Experts Warn of Forward Trade Dangers to Pulses Industry Health
Current State of Pulses Trading
The pulses market is currently facing challenges due to forward trading practices that are impacting its balance. Traders and analysts discussed these issues at a recent virtual Agriculture Roundtable focused on pulses.
“Despite the risks, traders continue to engage in forward trade. I told them this isn’t a game of chance but a serious market,” remarked Hiten Kataria, a partner at Sunraj Group in Mumbai, highlighting the precarious nature of trading.
Agricultural economist Deepak Pareek also voiced concerns, suggesting that many are treating trading like a game of chance and not adhering to established market practices.
Logical Gaps in Trading Practices
Kataria emphasized the illogic in trading practices, where forward contracts are being signed without sufficient crop data. “We’ve never faced a year like 2024, where defaults left many traders with losses,” he pointed out.
Forward trading generally entails agreements to deliver commodities at a future date. For instance, contracts for Brazilian crops may be established months ahead of planting seasons.
Himanshu Pandey from Valency International noted that the market for pigeon peas has been particularly volatile over the last few months, with significant supply chain disruptions causing delays and quality issues.
Market Fundamentals Under Strain
Sunil Patwari, Managing Director of Season Overseas, noted new sources of pigeon peas are emerging in Africa. “Uganda and Nigeria are stepping in as new producers, which complicates the trading landscape,” he highlighted.
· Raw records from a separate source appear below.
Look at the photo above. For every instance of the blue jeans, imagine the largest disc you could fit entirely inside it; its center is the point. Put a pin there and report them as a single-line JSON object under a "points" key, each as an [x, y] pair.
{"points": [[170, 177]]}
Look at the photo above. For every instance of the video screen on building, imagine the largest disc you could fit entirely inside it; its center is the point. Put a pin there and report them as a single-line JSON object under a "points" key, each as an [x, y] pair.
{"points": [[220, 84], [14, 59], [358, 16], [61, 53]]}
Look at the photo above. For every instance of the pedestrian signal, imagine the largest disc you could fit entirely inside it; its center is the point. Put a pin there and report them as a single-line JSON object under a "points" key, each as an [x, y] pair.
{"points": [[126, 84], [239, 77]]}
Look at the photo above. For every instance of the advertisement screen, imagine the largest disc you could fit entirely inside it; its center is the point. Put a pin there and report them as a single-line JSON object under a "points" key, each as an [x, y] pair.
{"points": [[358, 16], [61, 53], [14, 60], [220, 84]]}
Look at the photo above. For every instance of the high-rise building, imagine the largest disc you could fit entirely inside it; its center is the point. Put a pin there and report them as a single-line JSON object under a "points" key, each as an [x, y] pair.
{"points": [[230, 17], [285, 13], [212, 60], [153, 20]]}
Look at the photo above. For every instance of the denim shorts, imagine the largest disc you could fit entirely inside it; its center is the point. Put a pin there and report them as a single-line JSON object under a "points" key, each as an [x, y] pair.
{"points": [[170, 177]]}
Patwari lamented that forward trading has distorted price fundamentals. For instance, chickpeas were sold for $920 per tonne in August but have since seen price declines, leaving traders scrambling.
Shyam Narsaria, CEO of Arvee International in Myanmar, praised the absence of forward trading in his country. “Last year’s good prices encouraged more farming, which is now reflected positively,” he stated, although prices have recently dropped to around $700 per tonne.
Tanzania’s Regulatory Changes
Guru Ravivarma from RV Exports in Tanzania shared that it’s now mandatory for all agricultural products to be sold through the Tanzania Mercantile Exchange (TMX). “This ensures exports are documented and traceable,” he explained.
Pandey observed that this mandate has left traders at a disadvantage. “TMX benefits the most from this arrangement, as it charges a three percent fee on volume traded,” he noted.
Pareek informed that global pulses production is currently at 92 million tonnes, while demand stands at 119 million tonnes for nutritional security. India’s production is at 24 million tonnes, with imports reaching 6.6 million tonnes.
Yield Concerns Amid Market Shifts
Harsha Rai from Mayur Global mentioned that despite an increase in lentil cultivation area, yields have suffered. The government’s 5.5 lakh tonnes of buffer stock has left many wondering when these stocks will be released.
Jay Saraff from Mandala Trading in Sydney remarked that Australia does not foresee issues from India potentially reintroducing duties on pulses, as this might lead to price corrections globally.
Deepak Rawat, a trader with Empros International in Canada, predicted a reduction in pulses production due to climate change, stating that there is a transfer of beans and pulses from Canada to India.
Tanmay Kumar Deepak from AgriWatch highlighted that Karnataka’s procurement strategies might lure farmers from neighboring states to sell their produce there.